Earlier today, I took a look at the Associated Press poll that shows the presidential race in a virtual tie nationally. What about the all-important swing states? Four different pollsters look at that question today, two of which are tracking polls, and all four say … pretty much the same thing.
First, Gallup reports that Obama holds a narrow lead in their swing-state polling, but within the margin of error, leading 48/46. Furthermore, they report that despite all of the media hype over this gaffe and that gaffe, the race hasn’t changed at all since Romney became the presumptive nominee:
Registered voters in key 2012 election swing states remain closely divided in their presidential vote preferences, with 48% supporting President Barack Obama and 46% Mitt Romney. Other than a nine-point lead for Obama in March, the two candidates have been essentially tied in the swing states throughout the campaign.
Although their graph of these results looks like a flat line since May, Gallup includes this:
Most swing-state voters, 74%, say the recent political conventions did not have much or any influence on their vote choice. But the one in four swing-state voters who said the conventions did affect their vote — either a great deal or a fair amount — are much more likely to be supporting Obama now, by 56% to 41%, providing further evidence that the Democratic convention had a greater impact than the Republican convention.
Really?
It’s been nearly two weeks since the conventions. Where’s that impact again?
All right, what does Rasmussen say? They have Romney up, but only by one point:
In the 11 swing states, Mitt Romney earns 47% of the vote, and the president is supported by 46%. Three percent (3%) are not sure, and four percent (4%) are undecided.
In 2008, Obama won these states by a combined margin of 53% to 46%, virtually identical to his national margin.
This is the fourth day in a row that Romney has posted a slight lead after the president’s convention bounce put him ahead for several days. The race in the swing states is now back to where it was at the beginning of the month.
In other words, the conventions didn’t have any lasting impact at all.
Next, we have USA Today, which partnered with Gallup and found a 2-point lead in the swing states — but this time for Romney:
The good news for Republican challenger Mitt Romney: After three rocky weeks, he remains within striking distance of President Obama in the battleground states that matter most. The bad news: His latest misstep could upend that.
A new USA TODAY/Gallup Poll of Swing States, completed Monday night, shows Romney lagging President Obama by only 2 percentage points, 48%-46%, well within the survey’s margin of error and a point closer than their contest last month.
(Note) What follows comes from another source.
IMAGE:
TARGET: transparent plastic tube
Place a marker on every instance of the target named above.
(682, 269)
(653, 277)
Nationwide, Obama’s bounce from the Democratic National Convention is dissipating: The president now leads across the country in the Gallup Poll by a single point, 47%-46%.
But the story transfixing cable newscasts and the Twitterverse on Tuesday wasn’t Romney’s recovery but his comments, captured in a secretly recorded video of a Florida fundraiser in May and posted online Monday by Mother Jones magazine. Before a wealthy audience, he dismissed (coincidentally) 47% of the electorate as people who don’t pay income taxes, lack personal responsibility, are dependent on the government and are firmly behind his opponent.
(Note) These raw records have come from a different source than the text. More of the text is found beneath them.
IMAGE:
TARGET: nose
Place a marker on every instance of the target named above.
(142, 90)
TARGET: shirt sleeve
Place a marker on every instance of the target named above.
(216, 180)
We’ll see, but that’s entirely speculative. The poll doesn’t provide data that says “if Romney talks about dependency he’ll lose votes.” The poll does find a “surprising number” of uncommitted voters, but they may well be turned off by Obama’s response to the death of an American ambassador in Libya, which is a bigger issue than Romney’s political analysis of his opposition. Given that this data includes the dates of the last media freakout over Romney’s response to the Cairo embassy statement (not the Libya consulate disaster, as some media reported), the speculation of imminent disaster isn’t exactly convincing.
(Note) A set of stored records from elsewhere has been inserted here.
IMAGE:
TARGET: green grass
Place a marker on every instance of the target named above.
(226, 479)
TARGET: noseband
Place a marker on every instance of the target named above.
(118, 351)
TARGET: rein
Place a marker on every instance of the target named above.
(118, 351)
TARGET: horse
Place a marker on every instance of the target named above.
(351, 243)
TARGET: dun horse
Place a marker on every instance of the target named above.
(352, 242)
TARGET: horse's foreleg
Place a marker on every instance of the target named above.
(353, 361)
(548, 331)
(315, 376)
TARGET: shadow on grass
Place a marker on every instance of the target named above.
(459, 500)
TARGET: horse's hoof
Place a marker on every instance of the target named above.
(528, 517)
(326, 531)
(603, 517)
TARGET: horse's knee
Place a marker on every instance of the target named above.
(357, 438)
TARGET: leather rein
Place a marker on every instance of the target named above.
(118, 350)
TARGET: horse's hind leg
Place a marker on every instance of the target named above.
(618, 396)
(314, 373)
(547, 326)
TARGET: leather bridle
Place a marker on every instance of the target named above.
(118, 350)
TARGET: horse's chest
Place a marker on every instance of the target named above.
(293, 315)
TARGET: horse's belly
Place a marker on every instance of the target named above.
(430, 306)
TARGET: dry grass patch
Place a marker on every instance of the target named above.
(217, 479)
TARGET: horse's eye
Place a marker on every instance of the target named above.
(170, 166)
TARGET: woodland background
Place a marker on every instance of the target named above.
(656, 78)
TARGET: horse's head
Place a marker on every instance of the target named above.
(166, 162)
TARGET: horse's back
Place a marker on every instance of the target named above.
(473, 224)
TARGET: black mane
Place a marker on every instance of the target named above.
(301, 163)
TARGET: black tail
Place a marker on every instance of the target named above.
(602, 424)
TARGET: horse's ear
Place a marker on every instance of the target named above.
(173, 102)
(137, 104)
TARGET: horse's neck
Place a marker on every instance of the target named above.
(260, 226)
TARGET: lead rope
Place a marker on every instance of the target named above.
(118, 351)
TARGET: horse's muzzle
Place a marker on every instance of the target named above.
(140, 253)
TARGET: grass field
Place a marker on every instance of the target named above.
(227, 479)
Lastly, we have the CBS/NYT poll of three key swing states that shows Obama leading in two — Virginia by four and Wisconsin by five — while being a one-point virtual tie in Colorado. However, Tom Elia points out in an e-mail that the sample splits in the poll are rather absurdly tilted in the first two states. Virginia’s sample is D+11 when the 2008 exit polling had it D+6 in a Democratic wave election. Wisconsin’s split in this poll is D+8, when in 2008 it was also D+6, and just this year in the recall election it was R+1. Adjusting for the sample skew, both of these states look like they’re at least dead heats.
What can we conclude? Neither candidate is gaining traction at the moment. We might also conclude that the undecided voters have just started taking a closer look at this race, and that we won’t see any real momentum until the debates start in two weeks.